After a failed engagement to Maria Wodzińska from 1836 to 1837, he maintained an often troubled relationship with the French writer Amantine Dupin (known by her pen name, George Sand). A brief and unhappy visit to Majorca with Sand in 1838–39 would prove one of his most productive periods of composition. In his final years, he was supported financially by his admirer Jane Stirling, who also arranged for him to visit Scotland in 1848. For most of his life, Chopin was in poor health. He died in Paris in 1849 at the age of 39, probably of pericarditis aggravated by tuberculosis.

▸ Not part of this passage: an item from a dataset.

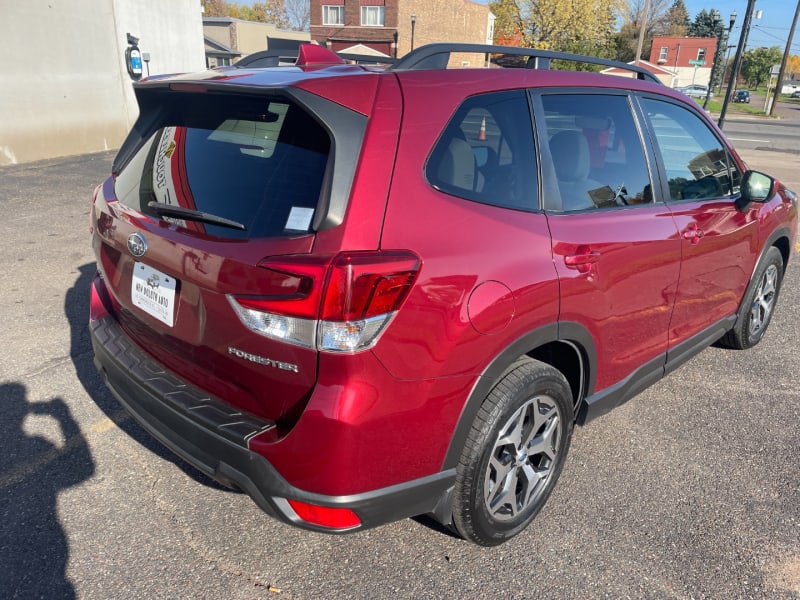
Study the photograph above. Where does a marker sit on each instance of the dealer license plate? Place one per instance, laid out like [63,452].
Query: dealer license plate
[153,292]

All of Chopin's compositions include the piano. Most are for solo piano, though he also wrote two piano concertos, a few chamber pieces, and some 19 songs set to Polish lyrics. His piano writing was technically demanding and expanded the limits of the instrument, his own performances noted for their nuance and sensitivity. His major piano works also include mazurkas, waltzes, nocturnes, polonaises, the instrumental ballade (which Chopin created as an instrumental genre), études, impromptus, scherzos, preludes and sonatas, some published only posthumously. Among the influences on his style of composition were Polish folk music, the classical tradition of J. S. Bach, Mozart, and Schubert, and the atmosphere of the Paris salons of which he was a frequent guest. His innovations in style, harmony, and musical form, and his association of music with nationalism, were influential throughout and after the late Romantic period.
Chopin's music, his status as one of music's earliest celebrities, his indirect association with political insurrection, his high-profile love-life, and his early death have made him a leading symbol of the Romantic era. His works remain popular, and he has been the subject of numerous films and biographies of varying historical fidelity.